Another thrust of the GXV-T program was to develop technology that would allow vehicles to negotiate extremely rough terrain. Engineers from Pratt & Miller achieved that goal by constructing an odd-looking vehicle with a suspension system that allowed each wheel to be moved up and down over a range of almost 2 meters. This Multi-mode Extreme Travel Suspension (METS) system enabled the prototype to ride smoothly over enormous bumps and to keep its cab level while traversing steep slopes.

 

While the METS vehicle doesn’t appear to have true in-wheel motors, images of it suggest that it uses motors positioned near each drive wheel. GXV-T researchers have not yet been cleared by DARPA to share technical details of their designs, so I can't confirm that surmise, but that's certainly what it looks like. And it makes sense: Distributed electric motors offer vehicle designers more latitude than they are normally used to. And I bet they really needed that here.
 
The use of distributed electric motors for these military prototypes is reminiscent of a program sponsored by DARPA and the Office of Naval Research in the early 2000s that resulted in the development of the Shadow Reconnaissance, Surveillance, Targeting (RST) Vehicle. That hybrid electric vehicle used in-wheel motors in part for the flexibility they offered—literal flexibility. You see, one aim of that earlier program (which, incidentally, was managed at DARPA by Stephen Welby, currently IEEE’s Executive Director and COO) was to create a vehicle that could fit into the cargo hold of a V-22 Osprey tilt-rotor aircraft. To do so, the vehicle, which in normal operations had substantial ground clearance, needed to crouch to within 10 centimeters of the ground and pull its wheels inward.

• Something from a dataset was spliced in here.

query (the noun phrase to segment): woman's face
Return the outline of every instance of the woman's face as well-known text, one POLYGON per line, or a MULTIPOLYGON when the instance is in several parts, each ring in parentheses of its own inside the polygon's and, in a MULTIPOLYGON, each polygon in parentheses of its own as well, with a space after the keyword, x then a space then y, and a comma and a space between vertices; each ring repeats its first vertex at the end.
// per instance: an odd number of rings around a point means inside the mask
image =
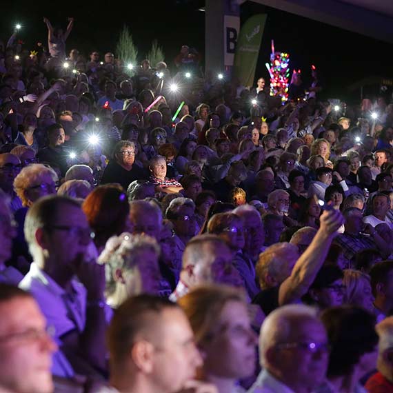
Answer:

Using in-wheel electric motors helped make such contortions possible.

 

Although some once saw it as a possible replacement for the military’s High Mobility Multipurpose Wheeled Vehicle (better known as the Humvee), the Shadow never went beyond the demonstrator phase. The technologies recently developed in the GXV-T program could, of course, suffer the same fate. But even if the U.S. military doesn’t choose to follow through and put them into widespread use, I wouldn’t be surprised to see some of these technologies—the METS system in particular—commercialized, perhaps for next-generation electrically powered all-terrain vehicles. I suppose that could help save the lives of many young people, not on the battlefield, but by making notoriously dangerous ATVs that much less likely to roll over.